According to the September 23 New York Times, “More than 200 discoveries have been reported so far this year in dozens of countries, including northern Iraq’s Kurdish region, Australia, Israel, Iran, Brazil, Norway, Ghana and Russia.” IHS Cambridge Energy Research Associates notes that these new discoveries amounted to approximately 10 billion barrels in the first half of the year alone.
These finds all across the globe resulted from large capital investments in new technologies when prices rose earlier in the past decade. Oil rigs can now drill deeper and penetrate tougher layers of rock than ever before.
“That’s the wonderful thing about price signals in a free market — it puts people in a better position to take more exploration risk,” said Anadarko Petroleum Chairman and Chief Executive James Hackett. Of course the reverse is also true, and the lower oil prices fall, the less incentive there is to seek out new deposits. The Times noted that many oil industry executives “have warned that they need prices above $60 a barrel to develop the world’s more challenging reserves.”
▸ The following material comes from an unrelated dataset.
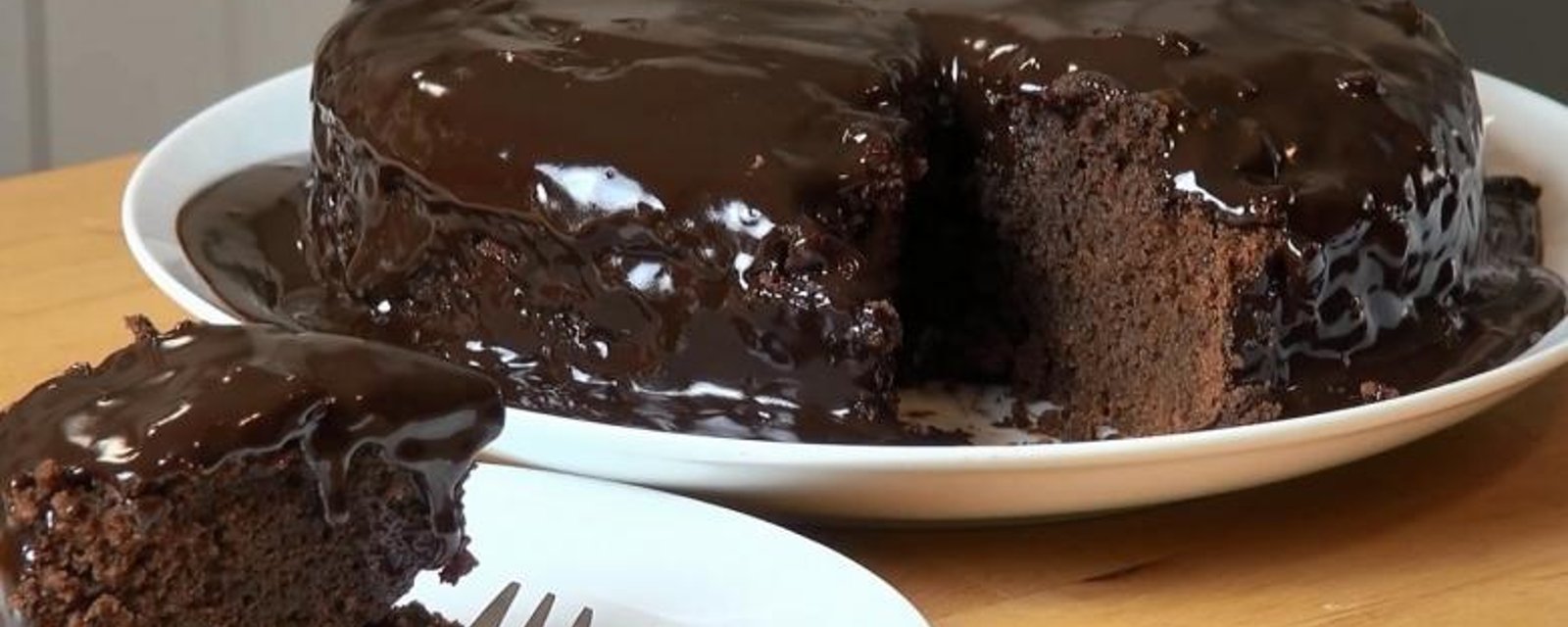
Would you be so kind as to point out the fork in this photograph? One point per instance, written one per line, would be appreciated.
(498, 610)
The chief executive of Italy’s oil giant Eni, Paolo Scaroni, pointed out: “The appetite for opening new frontiers when prices were low in the 1990s was very small. Today, the biggest discovery of all is technology.”
When this new technology is applied to those “more challenging reserves,” the rewards can be great. Earlier this September, BP hit a huge deep-water oil field that may prove to be the largest oil discovery ever found in the Gulf of Mexico. Anadarko has announced a very significant find just off Sierra Leone in an “exciting and highly prospective” region.
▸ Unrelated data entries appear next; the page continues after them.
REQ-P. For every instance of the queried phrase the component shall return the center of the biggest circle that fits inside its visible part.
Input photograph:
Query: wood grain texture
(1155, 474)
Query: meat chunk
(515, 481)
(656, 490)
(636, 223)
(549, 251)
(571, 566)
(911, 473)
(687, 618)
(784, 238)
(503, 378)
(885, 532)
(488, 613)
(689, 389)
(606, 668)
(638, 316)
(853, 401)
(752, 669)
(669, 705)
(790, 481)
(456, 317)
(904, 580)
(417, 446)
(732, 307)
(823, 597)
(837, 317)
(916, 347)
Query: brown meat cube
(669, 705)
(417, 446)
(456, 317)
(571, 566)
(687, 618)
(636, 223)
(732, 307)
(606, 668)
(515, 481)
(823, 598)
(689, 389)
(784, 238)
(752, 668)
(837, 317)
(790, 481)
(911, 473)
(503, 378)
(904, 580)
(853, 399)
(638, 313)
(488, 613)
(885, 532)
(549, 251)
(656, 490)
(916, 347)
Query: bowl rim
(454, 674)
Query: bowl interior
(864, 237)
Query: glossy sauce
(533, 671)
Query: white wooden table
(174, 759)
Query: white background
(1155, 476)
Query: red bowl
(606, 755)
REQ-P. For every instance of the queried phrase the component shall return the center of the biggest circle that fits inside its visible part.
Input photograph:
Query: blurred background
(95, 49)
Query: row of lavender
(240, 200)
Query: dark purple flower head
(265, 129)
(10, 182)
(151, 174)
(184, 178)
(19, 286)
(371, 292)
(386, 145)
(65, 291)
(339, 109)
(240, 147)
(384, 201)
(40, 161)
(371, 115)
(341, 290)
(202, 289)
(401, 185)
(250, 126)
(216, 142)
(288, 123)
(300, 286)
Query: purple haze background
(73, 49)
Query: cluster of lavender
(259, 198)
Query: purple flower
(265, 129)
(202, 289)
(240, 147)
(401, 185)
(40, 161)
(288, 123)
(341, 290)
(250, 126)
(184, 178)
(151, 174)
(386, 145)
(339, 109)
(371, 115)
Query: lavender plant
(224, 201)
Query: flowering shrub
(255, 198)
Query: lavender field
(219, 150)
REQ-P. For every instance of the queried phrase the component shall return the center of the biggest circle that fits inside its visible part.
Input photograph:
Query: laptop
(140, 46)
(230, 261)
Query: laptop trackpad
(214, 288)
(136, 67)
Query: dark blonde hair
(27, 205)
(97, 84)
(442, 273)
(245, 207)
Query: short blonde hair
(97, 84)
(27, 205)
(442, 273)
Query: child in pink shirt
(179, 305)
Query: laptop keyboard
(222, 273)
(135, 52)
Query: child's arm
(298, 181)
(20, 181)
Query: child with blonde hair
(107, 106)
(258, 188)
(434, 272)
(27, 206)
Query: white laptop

Sometimes the smaller oil companies strike it big. Heritage Oil found almost two billion barrels of oil in the Miran West One field in Iraq’s Kurdistan region. This is one of 2009’s largest discoveries, and it has prompted Heritage to plan for another well there by year’s end.
Closer to home for Americans is BP’s previously mentioned Gulf of Mexico find in what is known as the Tiber field. BP has estimated that the Tiber field contains four to six billion barrels of oil and gas. This is theoretically enough to meet U.S. needs for more than a year.
“In 30 years I’ve been in the business, the Gulf of Mexico has been called the Dead Sea countless times,” said Bobby Ryan, Chevron’s vice president of global exploration. “And yet it continues to revitalize itself.”
This is the promise of American ingenuity and technology. The United States could drastically reduce its dependence on foreign oil if only more areas were opened to drilling. As the record-setting discoveries of the past months indicate, there are gushers just waiting to be found.